VAR started to take off in the 1980’s, however, because the technology to build these devices wasn’t developed, VAR systems were too expensive to be sold to everyday consumers (Claasen, 2016).  This did not stop research and technology advances working towards today which was when technology got cheaper and cheaper to make, VAR has infiltrated different areas of societal life with positive outcomes.

        Today, VAR has been seen in many technology gadgets, from VAR headsets like the Oculus Rift (DINGMAN, 2016), to mobile games like Pokémon Go (Claasen, 2016).  All these different gadgets or apps have massive followings, and demands for improvements are on the rise as the market if full with enthusiasts and pioneer developers (Tribbey, 2016).  This means that even though the concept of VAR has been around for more than a century, the technology is still in the infancy stage and continues to grow.  

        More importantly, today, VAR is credited for enriching the lives of many medical patients, government projects including usage in the military, education, entertainment and throughout business.  Simulation labs for medical procedures, military drills and procedures, business procedures, presentations, training, educational training, movies, and games all use some form of VAR.   These are only some of the various methods in which VAR has impacted many different industries that humans rely on.  This reliance will be the deciding factor on whether VAR becomes something more essential to daily life.  These technologies can be habit forming and capture the imagination which can lead to an addiction.   This technology can benefit or interfere with general public safety, which is most concerning.  

The value that any firm would have with VAR is really unmeasurable at this point in time, as the technology is still developing.  It really depends on whether a company can incorporate and harness this type of technology, and implement it successfully throughout their supply chain.  VAR can help streamline costs and improve upon efficiency.  VAR can be used by the firm either internally or externally, or both.

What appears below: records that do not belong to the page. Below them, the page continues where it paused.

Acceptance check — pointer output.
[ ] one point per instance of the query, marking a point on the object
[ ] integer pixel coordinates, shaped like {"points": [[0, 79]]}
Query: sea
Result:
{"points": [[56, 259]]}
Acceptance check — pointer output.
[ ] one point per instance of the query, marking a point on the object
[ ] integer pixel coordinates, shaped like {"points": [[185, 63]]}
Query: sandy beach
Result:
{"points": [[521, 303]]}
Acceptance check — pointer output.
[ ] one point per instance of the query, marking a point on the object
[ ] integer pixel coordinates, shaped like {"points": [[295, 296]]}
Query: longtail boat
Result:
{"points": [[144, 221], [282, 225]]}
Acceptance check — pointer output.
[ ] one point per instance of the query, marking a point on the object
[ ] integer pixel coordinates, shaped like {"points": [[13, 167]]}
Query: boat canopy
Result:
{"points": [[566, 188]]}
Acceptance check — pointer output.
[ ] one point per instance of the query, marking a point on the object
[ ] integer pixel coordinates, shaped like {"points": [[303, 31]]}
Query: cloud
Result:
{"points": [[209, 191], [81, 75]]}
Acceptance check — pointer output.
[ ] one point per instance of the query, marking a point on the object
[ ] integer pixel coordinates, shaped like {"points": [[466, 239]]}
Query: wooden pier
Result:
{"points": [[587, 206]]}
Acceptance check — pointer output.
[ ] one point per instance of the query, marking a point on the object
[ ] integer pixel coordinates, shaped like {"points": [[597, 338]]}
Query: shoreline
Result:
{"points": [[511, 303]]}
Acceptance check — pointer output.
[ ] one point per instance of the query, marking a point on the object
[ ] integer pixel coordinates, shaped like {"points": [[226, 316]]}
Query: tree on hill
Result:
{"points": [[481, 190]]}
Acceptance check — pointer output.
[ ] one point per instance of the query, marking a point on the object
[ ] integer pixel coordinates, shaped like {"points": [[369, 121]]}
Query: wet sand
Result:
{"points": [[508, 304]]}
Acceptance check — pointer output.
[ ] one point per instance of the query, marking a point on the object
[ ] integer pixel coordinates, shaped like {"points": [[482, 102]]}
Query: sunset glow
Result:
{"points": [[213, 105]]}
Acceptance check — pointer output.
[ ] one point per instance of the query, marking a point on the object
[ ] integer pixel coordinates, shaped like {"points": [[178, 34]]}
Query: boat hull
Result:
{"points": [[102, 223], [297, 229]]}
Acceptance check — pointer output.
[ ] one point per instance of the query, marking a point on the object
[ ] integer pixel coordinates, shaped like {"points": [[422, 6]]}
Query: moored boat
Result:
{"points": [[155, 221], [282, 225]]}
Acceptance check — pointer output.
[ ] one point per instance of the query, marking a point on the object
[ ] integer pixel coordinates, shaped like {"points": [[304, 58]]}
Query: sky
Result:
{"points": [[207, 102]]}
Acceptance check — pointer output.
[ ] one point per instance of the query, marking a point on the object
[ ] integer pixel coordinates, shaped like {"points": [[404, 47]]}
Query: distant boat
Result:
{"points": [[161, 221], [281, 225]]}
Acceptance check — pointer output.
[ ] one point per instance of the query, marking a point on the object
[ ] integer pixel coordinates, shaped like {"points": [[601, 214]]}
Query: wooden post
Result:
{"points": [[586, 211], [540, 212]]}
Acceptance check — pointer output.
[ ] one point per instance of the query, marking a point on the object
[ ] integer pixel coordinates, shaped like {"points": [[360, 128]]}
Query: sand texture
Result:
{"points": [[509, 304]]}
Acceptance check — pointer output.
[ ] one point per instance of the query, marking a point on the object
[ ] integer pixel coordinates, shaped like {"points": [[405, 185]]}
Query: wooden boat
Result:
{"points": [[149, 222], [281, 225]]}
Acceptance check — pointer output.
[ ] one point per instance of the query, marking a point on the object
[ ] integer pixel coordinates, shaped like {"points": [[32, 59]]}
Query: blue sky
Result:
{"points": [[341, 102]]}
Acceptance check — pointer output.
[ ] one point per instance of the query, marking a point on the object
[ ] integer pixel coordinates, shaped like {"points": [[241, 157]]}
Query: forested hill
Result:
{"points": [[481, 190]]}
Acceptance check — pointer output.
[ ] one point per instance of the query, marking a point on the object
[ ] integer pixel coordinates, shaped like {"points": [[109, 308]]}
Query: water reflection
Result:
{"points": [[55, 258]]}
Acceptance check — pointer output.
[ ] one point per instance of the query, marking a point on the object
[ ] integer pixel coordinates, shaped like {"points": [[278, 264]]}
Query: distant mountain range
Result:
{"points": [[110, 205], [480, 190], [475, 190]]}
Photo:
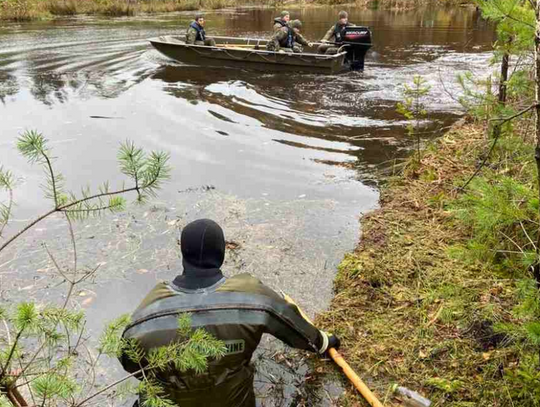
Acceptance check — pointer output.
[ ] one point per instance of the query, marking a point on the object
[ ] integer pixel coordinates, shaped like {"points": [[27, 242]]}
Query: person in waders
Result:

Internal applications of VAR would impact training and retraining costs, and could significantly decrease these. A tool to decrease internal costs would be to use Simulation labs, where employees are trained to do their jobs in different situations.  This can lead to an effective and efficient workforce.  Research, technology, and even IS development could also benefit from VAR as it can be a very important tool to use when making decisions and planning for the future.  This can also be used when a firm is developing safety drills, like in the case of an Active Shooter or fire, as it done it many Canadian post-secondary institutions. The government also benefits from VAR, as this technology is used within the Military for training, drills, and use within equipment, and can be used in Urban and public development projects (Kipper, 2012).